The first months of President Obama’s second term are being built around a simple premise: No caving.
From the sequester to immigration reform to the broader debate about the role of government in American life, Obama is in an ultra-assertive mood, practically daring Republicans to defy his wishes…
These days, however, GOP figures are deriding Obama’s approach as that of a “roadshow president,” as House Majority Whip Kevin McCarthy (R-Calif.) recently called him.
Conservatives accuse Obama of being happier making airy claims and promises at campaign-style events than engaging in the nitty-gritty of governance. In particular, they suggest that his purported willingness to compromise to avert the sequester was vague at best and bogus at worst.

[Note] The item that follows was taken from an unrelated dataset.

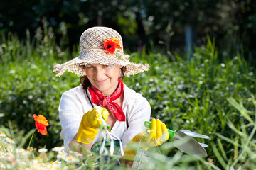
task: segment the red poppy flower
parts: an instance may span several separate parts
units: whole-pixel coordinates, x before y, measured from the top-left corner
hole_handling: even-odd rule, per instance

As the nation’s top Democrat, President Obama has a clear imperative: to ratchet up pressure on Republicans for across-the-board spending cuts by using the power of his office to dramatize the impact on families, businesses and the military.
But as president, Mr. Obama is charged with minimizing the damage from the spending reductions and must steer clear of talking down the economy. A sustained campaign against the cuts by the president could become what one former aide called “a self-fulfilling kind of mess.”…
If severe economic pain ultimately fails to materialize, Mr. Obama could be blamed for hyping the situation, much like his cabinet secretaries were in recent weeks.
Do we have a president or a perpetual candidate? It’s not an entirely unfair question.
Even as Barack Obama was warning of the dreadful consequences of the budget sequester looming on March 1, he spent days away from Washington, apparently out of touch with Democratic as well as Republican congressional leaders…
It appears that Obama prefers delivering such messages to crowds of adoring supporters over actually governing.
His theory seemed to be that if he kicked his job approval rating up a few points, Republicans would agree to the revenue increases he is promoting, just as they agreed to a tax-rate increase in the “fiscal cliff” showdown.
Democrats get to do the P.C. Shimmy. Traditional presidents go through a normal set of motions: They identify a problem. They come up with a proposal to address the problem. They try to convince the country that their proposal is the best approach.
Under the Permanent Campaign Shimmy, the president identifies a problem. Then he declines to come up with a proposal to address the problem. Then he comes up with a vague-but-politically-convenient concept that doesn’t address the problem (let’s raise taxes on the rich). Then he goes around the country blasting the opposition for not having as politically popular a concept. Then he returns to Washington and congratulates himself for being the only serious and substantive person in town.
Mini-maxing is when a player designs a [video-game] character that is fantastically good at one thing, at the expense of everything else. So you could end up with a character who is, say, obscenely good at hitting things with a sword – but can’t convince a bunch of sailors to drink free beer. The mini-maxer doesn’t mind; he’ll just go around the game trying to resolve as many problems as he can by hitting them with a sword (tabletop gamers – err, “D&D players” – often call this The Gun is My Skill List, although obviously substitute a sword for a gun in the name). The problems that the mini-maxer can’t resolve that way he’ll either ignore until later, or else flail about on the screen while hitting the buttons quickly and/or at random (“button-mashing”), in the hopes that eventually the laws of probability will allow him to bull on through anyway.
And that’s where we are now. Barack Obama knows how to do one thing: elect Barack Obama to public office. And that’s not ‘elect Democrats.’ Or ‘elect liberals.’ Or even ‘elect people that Barack Obama likes.’ It’s just him: his team is trying pretty hard right now to figure out how to use their over-specialized skill more generally, but they don’t have much time to figure it out and the system is actually rigged against them in this case. Barack Obama certainly doesn’t know how to govern effectively; take away a Congress that will rubber-stamp the Democratic agenda and he flails about. He’s so bad at this, in fact, that when confronted with a situation where all he had to do was do nothing to fulfill a campaign promise (the tax cuts) we somehow ended up with a situation where Obama gave in on 98% of those tax cuts and voluntarily signed up to take the blame for the AMT fix. In short: Obama was woefully unprepared for the Presidency, and he hasn’t really spent the last four years trying to catch up. Instead, he goes from situation to situation either trying to recast the problem in ways that he does have some skill in (permanent campaigning for office), or else… flail about on the scene while hitting people’s buttons quickly and/or at random, in the hopes that eventually the laws of probability will allow him to bull on through anyway.